Prospects beyond Olympics uncertain despite Seoul’s hopes
By Choi He-sukPublished : Jan. 23, 2018 - 16:20
While Seoul continues to tout the PyeongChang Olympics as a rare opportunity for engaging North Korea, experts paint bleaker prospects.
South Korea’s presidential office on Tuesday once again urged cooperation from all sides, and reiterated the Moon Jae-in administration’s hope to open a route to resolving security issues on the peninsula.
South Korea’s presidential office on Tuesday once again urged cooperation from all sides, and reiterated the Moon Jae-in administration’s hope to open a route to resolving security issues on the peninsula.
“The administration’s efforts to ‘resolve the Korean Peninsular crisis through dialogue’ has led to North Korea’s participation in the Olympics,” Cheong Wa Dae spokesman Park Soo-hyun said on Tuesday.
“Beyond peace on the Korean Peninsula, PyeongChang Olympics will be the primer for bringing forward peace in Northeast Asia, and world peace.”
Park’s statement came a day after President Moon Jae-in addressed the same issue, saying that the current inter-Korean talks on the Olympics must lead to dialogue between the US and North Korea.
Experts, however, say that such an outcome is highly unlikely.
“North Korea is likely to be using South Korea. On the surface (Pyongyang) is acting as though it is making a grand gesture, but it has different motives,” Konyang University professor emeritus Kim Tae-woo, former head of Korea Institute for National Unification, said.
North Korea has indeed implied that its decision to take part in the games was a “favor” to South Korea. In an editorial published on Sunday, North Korea’s Rodong Shinmun claimed that North Korea was “extending a hand of salvation” for the PyeongChang Olympics that had been headed to become “the least popular games in history.”

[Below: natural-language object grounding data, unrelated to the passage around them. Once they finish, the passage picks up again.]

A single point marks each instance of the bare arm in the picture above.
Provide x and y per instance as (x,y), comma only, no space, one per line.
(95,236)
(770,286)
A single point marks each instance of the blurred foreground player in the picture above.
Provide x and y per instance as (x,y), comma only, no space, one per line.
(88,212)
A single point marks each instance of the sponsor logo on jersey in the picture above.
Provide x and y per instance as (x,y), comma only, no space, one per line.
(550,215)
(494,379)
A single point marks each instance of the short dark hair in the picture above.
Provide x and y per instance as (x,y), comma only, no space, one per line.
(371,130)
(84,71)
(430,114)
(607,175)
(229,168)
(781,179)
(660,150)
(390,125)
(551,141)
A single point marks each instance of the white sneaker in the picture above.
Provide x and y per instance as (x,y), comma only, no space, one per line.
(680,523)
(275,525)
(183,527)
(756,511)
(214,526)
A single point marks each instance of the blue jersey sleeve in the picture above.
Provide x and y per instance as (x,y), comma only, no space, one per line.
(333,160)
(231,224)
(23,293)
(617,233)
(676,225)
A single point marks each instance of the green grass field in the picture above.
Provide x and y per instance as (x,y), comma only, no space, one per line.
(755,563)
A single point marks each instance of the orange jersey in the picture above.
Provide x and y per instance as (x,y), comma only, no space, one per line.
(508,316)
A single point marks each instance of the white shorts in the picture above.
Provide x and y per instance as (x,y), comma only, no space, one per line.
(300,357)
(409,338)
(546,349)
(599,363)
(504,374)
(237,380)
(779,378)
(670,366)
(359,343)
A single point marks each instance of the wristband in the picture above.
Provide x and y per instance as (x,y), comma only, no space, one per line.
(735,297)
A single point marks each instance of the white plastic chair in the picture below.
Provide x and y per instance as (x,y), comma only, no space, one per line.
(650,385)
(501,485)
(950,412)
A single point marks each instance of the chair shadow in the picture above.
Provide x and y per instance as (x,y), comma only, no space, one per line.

Kim Tae-woo added that while South Korea hopes to use the games to pave the way to denuclearization talks, it is highly unlikely that North Korea will comply.
“Ultimately, (North Korea’s participation) will add to the success of the games, but bring nothing to inter-Korean relations.”
In Tuesday’s address, Cheong Wa Dae again hit back at accusations of “Pyongyang Olympics.”
Led by the main opposition Liberty Korea Party, critics have accused the Moon Jae-in administration of being played by North Korea in the developments surrounding the regime‘s Olympic participation.
The main opposition has branded the games “Pyongyang Olympics” claiming that Moon administration’s actions will only enable Pyongyang to spread its propaganda.
“Using the outdated brand of ‘Pyongyang Olympics’ is incomprehensible. North Korean athletes took part in the 2014 Incheon Asian Games, and a high-level North Korean delegation watched the events,” Cheong Wa Dae spokesman Park Soo-hyun said.
Park also cited the Special Act on Support for the 2018 PyeongChang Olympic and Paralympic Winter Games passed in an apparent attempt to provide legal basis for the government’s treatment of the North Korean delegation that inspected concert venues in the South on Sunday and Monday. The act states “the State or local governments may provide administrative and financial support” in matters regarding fielding of unified teams in the Olympics.
The delegation was provided with heavy police escort, accommodated at a hotel and with extravagant meals, inciting criticism that Seoul was taking extreme measures to appease Pyongyang.
The conservative opposition’s track record, however, suggests that they are far from innocent in attempting to appease the North.
In the run up to the 2014 Asian Games held in Incheon, the then-ruling Saenuri Party urged the government to consider lifting some sanctions to facilitate the North’s participation. Saenuri Party was disbanded in the wake of former President Park Geun-hye’s corruption scandal, to form Liberty Korea Party.
The now-defunct Saenuri Party, many of whose members are now in the Liberty Korea Party, had also called on the Park administration to “make a magnanimous decision” to bring North Korea to the Asian Games, and that costs should be covered with South Korea’s inter-Korean cooperation fund.